Here's what the company has to say about Virtual Kontainers

Application virtualization is a breakthrough technology that can improve the portability, manageability and compatibility of applications by encapsulating them from the underlying operating system on which they are executed, essentially providing the ability to run them without installing them. Because virtualized applications run in their own container separate from the operating system and one another, they are dramatically simpler to deploy, manage and remove. With application virtualization, all deployments are silent and application conflicts and OS slowdowns associated with traditional installations are eliminated.

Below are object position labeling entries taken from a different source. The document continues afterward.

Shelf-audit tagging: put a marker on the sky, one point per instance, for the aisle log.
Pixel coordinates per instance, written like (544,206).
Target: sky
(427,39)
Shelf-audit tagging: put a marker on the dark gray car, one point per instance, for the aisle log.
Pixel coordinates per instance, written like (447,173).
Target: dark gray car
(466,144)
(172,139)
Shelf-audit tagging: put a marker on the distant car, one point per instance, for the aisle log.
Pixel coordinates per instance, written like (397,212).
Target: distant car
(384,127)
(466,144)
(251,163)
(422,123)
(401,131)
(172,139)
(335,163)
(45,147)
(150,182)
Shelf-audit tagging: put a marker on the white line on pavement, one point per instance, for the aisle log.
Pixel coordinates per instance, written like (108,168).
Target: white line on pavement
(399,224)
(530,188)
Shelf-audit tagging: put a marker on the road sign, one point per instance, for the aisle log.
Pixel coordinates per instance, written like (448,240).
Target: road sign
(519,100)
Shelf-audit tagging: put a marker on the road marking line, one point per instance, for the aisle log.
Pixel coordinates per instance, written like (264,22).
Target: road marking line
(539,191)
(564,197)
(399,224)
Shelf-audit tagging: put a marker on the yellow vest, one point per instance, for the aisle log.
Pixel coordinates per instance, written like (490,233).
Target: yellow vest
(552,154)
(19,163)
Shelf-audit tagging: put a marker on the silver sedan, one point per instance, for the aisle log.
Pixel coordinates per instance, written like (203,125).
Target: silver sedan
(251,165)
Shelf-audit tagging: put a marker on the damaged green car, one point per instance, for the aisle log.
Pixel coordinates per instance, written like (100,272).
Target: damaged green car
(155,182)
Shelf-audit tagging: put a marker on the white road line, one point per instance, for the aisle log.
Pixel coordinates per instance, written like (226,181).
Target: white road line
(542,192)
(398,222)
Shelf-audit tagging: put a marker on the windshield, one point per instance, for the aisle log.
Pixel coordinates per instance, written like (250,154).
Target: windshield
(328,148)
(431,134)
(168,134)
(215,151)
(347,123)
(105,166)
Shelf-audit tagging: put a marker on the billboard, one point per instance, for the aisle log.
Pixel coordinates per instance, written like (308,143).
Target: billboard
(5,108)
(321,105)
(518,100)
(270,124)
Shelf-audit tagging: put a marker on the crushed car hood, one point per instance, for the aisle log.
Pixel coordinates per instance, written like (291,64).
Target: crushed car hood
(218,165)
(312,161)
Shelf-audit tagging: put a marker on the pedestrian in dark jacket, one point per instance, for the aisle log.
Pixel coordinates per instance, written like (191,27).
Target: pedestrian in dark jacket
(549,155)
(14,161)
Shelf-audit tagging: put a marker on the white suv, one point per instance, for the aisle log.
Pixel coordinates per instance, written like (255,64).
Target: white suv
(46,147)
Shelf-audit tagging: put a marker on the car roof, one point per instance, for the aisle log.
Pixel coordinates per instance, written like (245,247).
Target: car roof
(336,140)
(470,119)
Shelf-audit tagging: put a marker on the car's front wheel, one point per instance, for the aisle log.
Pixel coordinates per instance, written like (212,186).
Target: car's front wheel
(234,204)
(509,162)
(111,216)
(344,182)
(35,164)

Application Virtualization without the Cost and Complexity
While some application virtualization solutions are notoriously costly and complex, KACE Virtual Kontainers continue the tradition of ease of use by integrating virtual application technology within the KBOX Systems Management appliance. This allows users to easily create, deploy and manage the Virtual Kontainers directly from the KBOX console without special skills or extensive training, making them appealing to enterprises of all sizes. More about all of the capabilities of the KACE Virtual Kontainers can be found on the KBOX Systems Management appliance features page.
Benefits of KACE Virtual Kontainers
Because applications can now be contained within a KACE Virtual Kontainer, they eliminate such labor intensive tasks as regression testing, script creation for installation customizations, application repackaging and troubleshooting of the application installation, update and removal processes.

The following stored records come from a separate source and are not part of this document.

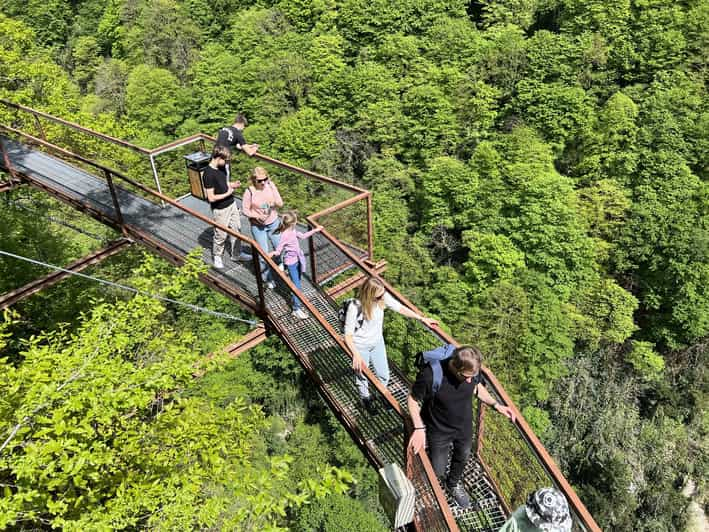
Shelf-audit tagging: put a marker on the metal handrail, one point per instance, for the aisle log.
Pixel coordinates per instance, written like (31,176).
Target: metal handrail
(394,404)
(542,455)
(336,336)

This concept of application isolation presents a number of added benefits:

  • Simple application deployment, management and removal
  • Complete isolation to eliminate the need for file and registry changes on target systems
  • Unparalleled ability to view and control the state of a deployed application
  • Ability to run multiple versions of the same application simultaneously
  • Ability to perform easy rollback to prior versions
  • Simple repair of user setting changes
  • Effective license control through active metering

Snapshot analysis

There are many suppliers of application virtualization technology, some focus on application encapsulation and delivery to client systems. Others focus on encapsulation of applications for deployment on servers. KACE's focus is on Windows-based (Windows 2000 and up) client systems not server workloads. This means that KACE has set itself up to compete with suppliers such as Microsoft, VMware, Citrix and a host of smaller companies.

The major difference is that KACE has focused on delivering the software solely in the form of a virtual or physical appliance. Since KACE's target customer is a smaller organization, that choice is workable.  Appliances are typically easier to install and manage. Organizations having greater levels of expertise would not be as happy with that choice. They'd want greater flexibility and control than KACE allows at this time.

Kusnetzky's shoot-from-the-hip advice

<revised advice>

KACE informed me that my previous suggestion to focus on SMB was something they have been doing for quite some time.  I guess that means that I was partially right.  The company has long seen that the SMB market is really diverse and offers opportunities for KACE even though they face strong competition from Microsoft, VMware and Citrix.

I would still suggest flying "under the radar" by maintaining a tight focus on the customer's needs to develop a level of trust that KACE will do what the "big boys" won't always do. That is, provide close personal attention.